State Housing and Economic Development Secretary Jay Ash, Chelsea’s former city manager, said he feels Chelsea is perfectly positioned to take advantage of announcements like GE’s in the Seaport District.
“As Boston’s Seaport District continues to grow in prominence, and GE’s announcement last week shows just how prominent it will be, the connectivity that the Silver Line will provide to Chelsea again highlights why so many of us thought the new service would be so important for Chelsea’s residents,” said Ash, who had championed the idea for nearly 15 years before it came to fruition. “There are thousands, if not tens of thousands, of great paying jobs that will be created in the Seaport District, and the ability of Chelsea’s residents to access them directly and quickly will open great job opportunities for them. Additionally, people working in the Seaport will find it convenient to live in Chelsea, thereby opening up new opportunities for the city to continue to be a terrific residential choice for those working in Boston. I wouldn’t be surprised to see the Marriott hotel also benefit from being so close and so conveniently connected, as well.”

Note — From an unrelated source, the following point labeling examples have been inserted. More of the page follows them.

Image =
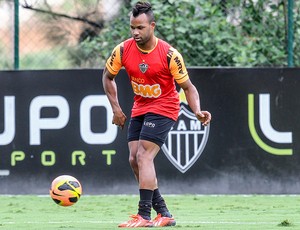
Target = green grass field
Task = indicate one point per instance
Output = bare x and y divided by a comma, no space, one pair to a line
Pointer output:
191,212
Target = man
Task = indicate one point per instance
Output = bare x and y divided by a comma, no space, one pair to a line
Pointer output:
152,66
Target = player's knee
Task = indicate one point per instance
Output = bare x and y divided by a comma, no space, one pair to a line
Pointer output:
132,161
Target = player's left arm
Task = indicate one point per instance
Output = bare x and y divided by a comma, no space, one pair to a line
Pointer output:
180,74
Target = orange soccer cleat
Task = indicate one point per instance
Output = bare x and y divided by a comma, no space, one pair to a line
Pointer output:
136,222
163,221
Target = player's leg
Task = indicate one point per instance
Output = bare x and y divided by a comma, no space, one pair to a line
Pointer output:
156,129
133,147
142,218
147,151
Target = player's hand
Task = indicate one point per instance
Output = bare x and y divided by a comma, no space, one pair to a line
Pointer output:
119,119
204,117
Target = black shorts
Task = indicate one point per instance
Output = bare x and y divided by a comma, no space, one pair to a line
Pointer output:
151,127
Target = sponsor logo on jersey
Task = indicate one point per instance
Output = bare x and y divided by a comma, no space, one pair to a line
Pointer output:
143,67
151,91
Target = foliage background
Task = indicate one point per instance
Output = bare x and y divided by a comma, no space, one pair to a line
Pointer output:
76,34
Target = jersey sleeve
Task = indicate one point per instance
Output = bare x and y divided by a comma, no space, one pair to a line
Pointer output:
177,67
114,62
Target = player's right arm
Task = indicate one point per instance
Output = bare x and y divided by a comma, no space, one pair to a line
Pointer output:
113,65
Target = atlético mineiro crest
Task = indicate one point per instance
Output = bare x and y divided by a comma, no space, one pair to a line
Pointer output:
143,67
187,140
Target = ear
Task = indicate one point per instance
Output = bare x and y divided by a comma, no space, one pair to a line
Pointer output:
152,24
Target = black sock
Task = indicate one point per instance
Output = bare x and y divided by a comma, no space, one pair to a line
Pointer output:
159,204
145,203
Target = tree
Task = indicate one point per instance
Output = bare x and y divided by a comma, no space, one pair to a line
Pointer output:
207,33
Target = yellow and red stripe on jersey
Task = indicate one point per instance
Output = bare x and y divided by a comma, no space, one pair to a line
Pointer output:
152,74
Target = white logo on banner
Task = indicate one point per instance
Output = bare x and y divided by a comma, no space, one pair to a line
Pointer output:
187,140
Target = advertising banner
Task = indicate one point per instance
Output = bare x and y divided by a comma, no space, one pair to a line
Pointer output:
60,122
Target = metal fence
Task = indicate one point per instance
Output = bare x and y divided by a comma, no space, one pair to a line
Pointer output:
56,34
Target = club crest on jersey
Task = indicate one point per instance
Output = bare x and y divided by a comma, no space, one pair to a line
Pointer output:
143,67
186,141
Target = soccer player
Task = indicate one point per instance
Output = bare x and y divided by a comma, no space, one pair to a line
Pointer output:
153,67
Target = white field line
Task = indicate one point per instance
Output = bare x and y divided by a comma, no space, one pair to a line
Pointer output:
117,222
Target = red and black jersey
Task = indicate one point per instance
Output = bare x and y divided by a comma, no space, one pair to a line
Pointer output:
152,74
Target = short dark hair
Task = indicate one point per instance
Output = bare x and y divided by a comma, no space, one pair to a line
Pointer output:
143,8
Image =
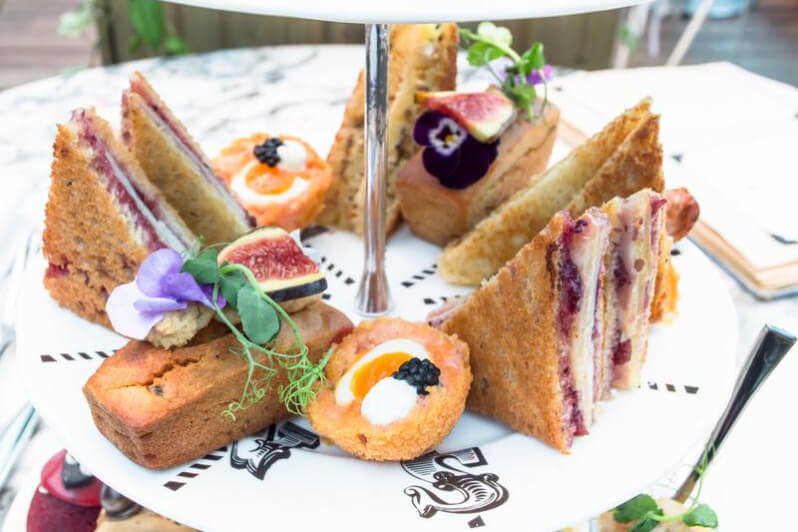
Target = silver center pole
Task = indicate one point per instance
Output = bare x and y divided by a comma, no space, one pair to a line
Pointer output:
373,297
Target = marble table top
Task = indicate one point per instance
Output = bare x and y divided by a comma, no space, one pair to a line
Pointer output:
301,90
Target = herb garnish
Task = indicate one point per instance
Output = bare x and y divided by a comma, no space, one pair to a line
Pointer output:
491,42
645,514
261,319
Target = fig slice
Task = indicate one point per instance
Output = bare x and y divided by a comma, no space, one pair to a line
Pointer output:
282,269
485,115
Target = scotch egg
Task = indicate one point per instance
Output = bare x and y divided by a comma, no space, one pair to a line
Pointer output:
395,390
279,180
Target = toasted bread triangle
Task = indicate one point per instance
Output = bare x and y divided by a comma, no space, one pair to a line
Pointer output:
588,175
414,65
91,246
182,176
515,354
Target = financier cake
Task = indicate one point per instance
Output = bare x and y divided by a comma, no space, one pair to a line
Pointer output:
395,389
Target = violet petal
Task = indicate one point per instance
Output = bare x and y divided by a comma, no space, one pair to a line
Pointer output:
424,124
182,286
475,160
125,319
159,304
439,165
155,268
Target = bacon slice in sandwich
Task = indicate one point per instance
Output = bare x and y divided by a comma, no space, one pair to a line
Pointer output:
176,164
631,265
535,332
103,217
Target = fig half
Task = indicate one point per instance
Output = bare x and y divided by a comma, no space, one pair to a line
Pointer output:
283,271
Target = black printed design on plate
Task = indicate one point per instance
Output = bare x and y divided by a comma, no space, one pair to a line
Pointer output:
673,388
420,276
331,270
73,357
195,469
257,455
451,489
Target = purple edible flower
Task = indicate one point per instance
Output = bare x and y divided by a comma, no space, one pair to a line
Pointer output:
451,154
136,307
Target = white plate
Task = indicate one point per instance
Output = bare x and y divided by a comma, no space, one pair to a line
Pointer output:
412,10
499,478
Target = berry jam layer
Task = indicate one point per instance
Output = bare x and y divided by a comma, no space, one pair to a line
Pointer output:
579,271
144,210
183,142
635,250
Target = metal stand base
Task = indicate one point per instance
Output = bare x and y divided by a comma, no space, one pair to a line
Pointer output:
373,297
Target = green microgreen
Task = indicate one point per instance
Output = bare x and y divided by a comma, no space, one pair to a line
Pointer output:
491,42
645,514
261,320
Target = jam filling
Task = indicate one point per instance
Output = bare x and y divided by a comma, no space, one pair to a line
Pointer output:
187,146
570,287
103,164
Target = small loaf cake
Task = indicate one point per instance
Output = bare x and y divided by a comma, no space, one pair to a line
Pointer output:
162,407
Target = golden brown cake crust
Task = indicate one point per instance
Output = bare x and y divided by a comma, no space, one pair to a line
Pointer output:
164,407
497,238
439,214
514,353
411,69
88,244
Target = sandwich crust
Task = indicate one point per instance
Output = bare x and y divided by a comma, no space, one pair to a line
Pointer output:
164,407
89,244
585,177
510,326
204,210
439,214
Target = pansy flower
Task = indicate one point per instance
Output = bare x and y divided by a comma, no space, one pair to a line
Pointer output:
451,154
160,287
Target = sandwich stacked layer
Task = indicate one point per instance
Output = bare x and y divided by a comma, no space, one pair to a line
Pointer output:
580,293
176,164
423,58
103,217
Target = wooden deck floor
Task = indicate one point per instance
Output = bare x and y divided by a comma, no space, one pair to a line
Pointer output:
765,40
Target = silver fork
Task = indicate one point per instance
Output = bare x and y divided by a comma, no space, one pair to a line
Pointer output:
19,431
8,312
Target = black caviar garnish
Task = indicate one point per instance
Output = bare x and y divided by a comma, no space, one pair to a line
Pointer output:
267,152
418,373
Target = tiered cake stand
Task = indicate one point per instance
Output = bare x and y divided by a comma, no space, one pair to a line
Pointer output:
373,296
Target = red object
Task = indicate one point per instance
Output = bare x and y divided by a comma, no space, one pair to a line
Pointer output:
48,514
56,508
87,495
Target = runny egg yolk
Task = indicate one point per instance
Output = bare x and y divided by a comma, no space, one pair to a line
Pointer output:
267,180
374,371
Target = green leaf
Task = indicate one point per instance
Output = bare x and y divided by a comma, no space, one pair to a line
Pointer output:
702,515
135,42
481,53
230,283
204,267
533,58
495,34
146,16
635,508
258,318
522,94
175,46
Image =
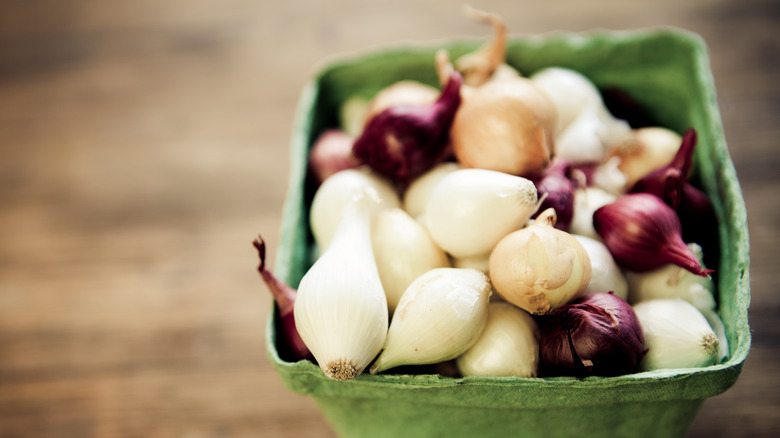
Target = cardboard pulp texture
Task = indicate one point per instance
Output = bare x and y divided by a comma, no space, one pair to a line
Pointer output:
667,72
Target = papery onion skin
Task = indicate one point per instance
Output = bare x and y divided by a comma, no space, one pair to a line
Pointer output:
331,153
539,268
643,233
404,141
506,126
284,296
596,335
558,190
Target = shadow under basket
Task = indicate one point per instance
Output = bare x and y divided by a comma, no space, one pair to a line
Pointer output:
666,71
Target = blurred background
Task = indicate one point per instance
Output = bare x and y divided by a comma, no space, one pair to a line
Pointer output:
144,144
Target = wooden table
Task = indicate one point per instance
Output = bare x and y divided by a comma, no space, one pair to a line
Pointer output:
144,144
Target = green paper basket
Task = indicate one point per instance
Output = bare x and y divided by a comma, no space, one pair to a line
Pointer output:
667,71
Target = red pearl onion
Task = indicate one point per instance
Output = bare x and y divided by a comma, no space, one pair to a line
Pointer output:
404,141
643,233
597,334
331,153
558,190
284,296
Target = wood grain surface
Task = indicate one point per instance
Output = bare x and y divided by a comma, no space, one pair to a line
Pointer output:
144,144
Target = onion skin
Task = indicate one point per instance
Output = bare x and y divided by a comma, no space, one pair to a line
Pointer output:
505,125
284,296
331,153
405,92
596,335
558,190
405,141
539,268
643,233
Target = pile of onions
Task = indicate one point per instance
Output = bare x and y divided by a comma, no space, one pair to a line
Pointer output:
586,228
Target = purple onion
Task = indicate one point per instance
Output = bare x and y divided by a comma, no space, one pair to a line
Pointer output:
558,189
284,296
668,182
331,153
404,141
596,335
643,233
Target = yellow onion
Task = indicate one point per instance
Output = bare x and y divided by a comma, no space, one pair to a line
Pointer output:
504,125
540,268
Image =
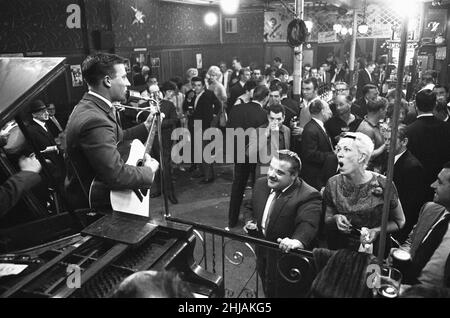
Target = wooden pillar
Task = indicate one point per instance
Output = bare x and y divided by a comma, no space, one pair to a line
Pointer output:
390,172
298,56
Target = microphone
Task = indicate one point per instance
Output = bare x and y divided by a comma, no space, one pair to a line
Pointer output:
50,149
135,96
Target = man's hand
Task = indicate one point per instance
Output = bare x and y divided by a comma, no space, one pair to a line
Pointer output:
250,226
342,223
151,163
153,111
297,131
288,244
368,236
30,164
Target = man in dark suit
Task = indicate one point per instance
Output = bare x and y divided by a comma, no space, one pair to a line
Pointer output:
364,78
429,241
12,189
319,160
93,133
291,106
53,125
206,107
359,107
250,115
428,138
410,184
286,210
44,140
238,89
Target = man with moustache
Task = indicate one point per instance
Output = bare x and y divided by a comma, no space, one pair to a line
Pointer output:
93,134
286,210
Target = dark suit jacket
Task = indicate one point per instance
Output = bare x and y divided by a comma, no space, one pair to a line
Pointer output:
235,91
291,108
11,191
429,142
246,116
359,108
318,159
208,105
409,181
428,216
93,135
296,213
44,139
342,76
363,79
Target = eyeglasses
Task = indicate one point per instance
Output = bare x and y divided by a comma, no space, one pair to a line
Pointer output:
345,135
290,154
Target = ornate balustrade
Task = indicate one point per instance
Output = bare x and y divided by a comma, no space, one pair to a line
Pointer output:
237,258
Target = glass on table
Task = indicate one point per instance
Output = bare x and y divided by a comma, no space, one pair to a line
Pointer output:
389,282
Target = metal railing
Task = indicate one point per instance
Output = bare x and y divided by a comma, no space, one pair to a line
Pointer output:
252,267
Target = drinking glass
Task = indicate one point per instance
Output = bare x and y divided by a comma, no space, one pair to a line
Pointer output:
389,282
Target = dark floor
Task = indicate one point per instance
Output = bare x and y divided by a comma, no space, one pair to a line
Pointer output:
208,204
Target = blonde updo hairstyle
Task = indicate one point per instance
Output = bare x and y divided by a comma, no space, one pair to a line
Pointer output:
363,144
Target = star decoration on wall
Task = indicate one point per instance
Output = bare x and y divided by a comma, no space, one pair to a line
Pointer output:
138,16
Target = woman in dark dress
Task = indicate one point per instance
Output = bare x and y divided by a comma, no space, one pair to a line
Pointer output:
354,198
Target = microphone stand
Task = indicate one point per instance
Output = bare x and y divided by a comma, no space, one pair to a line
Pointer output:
162,166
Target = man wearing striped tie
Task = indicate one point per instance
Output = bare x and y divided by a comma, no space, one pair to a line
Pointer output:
286,210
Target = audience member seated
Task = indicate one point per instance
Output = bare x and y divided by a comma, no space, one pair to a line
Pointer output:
343,121
153,284
317,154
341,274
370,126
403,111
359,107
11,191
429,138
354,198
429,241
409,180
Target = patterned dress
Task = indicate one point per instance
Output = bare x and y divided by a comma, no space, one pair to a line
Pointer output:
362,204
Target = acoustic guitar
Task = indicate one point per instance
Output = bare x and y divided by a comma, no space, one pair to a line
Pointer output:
133,201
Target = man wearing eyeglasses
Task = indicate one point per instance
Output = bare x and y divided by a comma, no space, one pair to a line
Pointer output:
286,210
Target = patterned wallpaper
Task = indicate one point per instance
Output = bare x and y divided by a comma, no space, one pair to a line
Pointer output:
184,25
95,16
129,34
250,28
38,25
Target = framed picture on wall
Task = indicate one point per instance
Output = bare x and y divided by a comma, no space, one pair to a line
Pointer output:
128,65
77,77
155,62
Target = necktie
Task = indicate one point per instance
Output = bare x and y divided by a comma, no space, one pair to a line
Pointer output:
269,212
429,246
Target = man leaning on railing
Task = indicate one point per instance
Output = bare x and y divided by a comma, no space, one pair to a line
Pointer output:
286,210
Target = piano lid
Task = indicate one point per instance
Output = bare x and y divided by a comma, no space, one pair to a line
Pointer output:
21,79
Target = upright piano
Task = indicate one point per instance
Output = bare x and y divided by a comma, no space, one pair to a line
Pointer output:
63,259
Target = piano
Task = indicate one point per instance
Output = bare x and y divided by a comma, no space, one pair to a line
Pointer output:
84,253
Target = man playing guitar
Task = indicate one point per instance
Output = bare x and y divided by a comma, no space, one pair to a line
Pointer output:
93,134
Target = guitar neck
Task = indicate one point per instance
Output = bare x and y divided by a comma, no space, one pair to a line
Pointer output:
151,135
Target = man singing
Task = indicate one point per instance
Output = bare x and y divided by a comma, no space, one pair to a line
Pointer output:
93,134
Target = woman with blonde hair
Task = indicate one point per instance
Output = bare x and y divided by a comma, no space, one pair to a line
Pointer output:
354,198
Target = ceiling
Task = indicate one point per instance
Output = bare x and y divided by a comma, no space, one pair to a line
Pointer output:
247,4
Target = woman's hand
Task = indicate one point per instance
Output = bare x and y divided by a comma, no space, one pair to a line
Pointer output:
369,236
342,223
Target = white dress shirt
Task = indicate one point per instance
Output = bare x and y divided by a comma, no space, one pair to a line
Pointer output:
41,123
267,206
101,97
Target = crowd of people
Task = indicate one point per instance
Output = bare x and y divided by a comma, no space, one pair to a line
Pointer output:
326,177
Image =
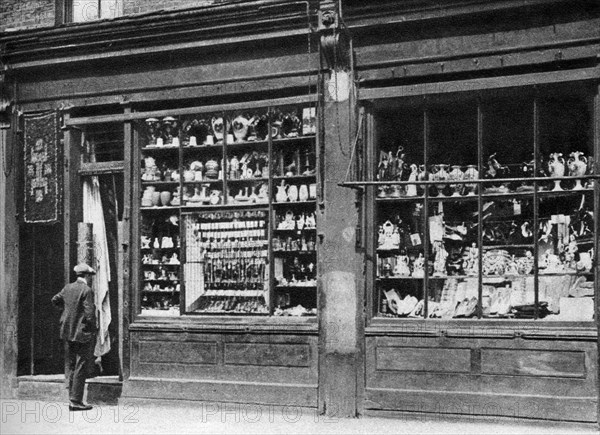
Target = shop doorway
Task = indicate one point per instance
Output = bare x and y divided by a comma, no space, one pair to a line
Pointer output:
41,277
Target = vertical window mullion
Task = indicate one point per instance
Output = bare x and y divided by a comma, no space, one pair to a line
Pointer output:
479,210
536,150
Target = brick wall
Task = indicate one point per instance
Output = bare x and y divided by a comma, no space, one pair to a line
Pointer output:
26,13
21,14
139,6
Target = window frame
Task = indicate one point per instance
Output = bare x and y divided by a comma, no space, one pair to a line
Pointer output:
371,103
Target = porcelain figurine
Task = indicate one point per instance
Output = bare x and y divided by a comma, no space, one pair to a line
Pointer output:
153,131
240,127
170,131
577,165
419,266
556,168
471,173
401,268
439,173
281,195
293,193
455,175
212,169
218,128
215,197
411,189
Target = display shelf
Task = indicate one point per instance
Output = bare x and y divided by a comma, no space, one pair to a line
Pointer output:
240,146
203,147
295,203
222,248
296,286
204,181
293,178
159,208
236,293
292,253
160,148
288,141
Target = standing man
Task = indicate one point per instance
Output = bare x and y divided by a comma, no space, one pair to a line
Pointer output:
77,330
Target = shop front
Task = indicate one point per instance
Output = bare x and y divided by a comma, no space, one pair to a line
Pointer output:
351,209
480,207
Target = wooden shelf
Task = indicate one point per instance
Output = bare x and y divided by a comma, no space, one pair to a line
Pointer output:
295,203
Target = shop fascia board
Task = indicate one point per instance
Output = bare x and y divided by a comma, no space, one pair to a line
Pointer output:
154,37
381,14
483,329
233,324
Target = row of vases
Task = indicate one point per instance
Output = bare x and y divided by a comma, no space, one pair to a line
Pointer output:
152,198
293,193
440,173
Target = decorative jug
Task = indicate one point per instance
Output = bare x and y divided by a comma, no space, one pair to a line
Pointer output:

City Manager Tom Ambrosino said Chelsea does have reason to be optimistic about its newfound connectedness to the thriving Seaport District – where GE and other such companies could locate.
“Other than South Boston, we’re probably the closest residential area to the Seaport District and with new access to the Silver Line, maybe some of those people will want to live in Chelsea,” he said. “There are also a lot of opportunities for jobs for current Chelsea residents, perhaps at GE or any of the other companies there. I think it will pay dividends and this is one particular place where than new access might be of great benefit.”
Bringing General Electric’s operations to the Seaport District will cement the company as an anchor in the city’s innovation industry. The Commonwealth offered incentives up to $120 million through grants and other programs and up to $25 million was offered from the City of Boston in property tax relief. Additional incentives offered to General Electric include:
- $1 million in grants for workforce training;
- Up to $5 million for an innovation center to forge connections between GE, innovators from Massachusetts research institutions and the higher education community;
- Commitment to existing local transportation improvements in the Seaport District;
- Appointment of a joint relocation team to ease the transition for employees moving to Boston;
- Assistance for eligible employees looking to buy homes in the Boston area.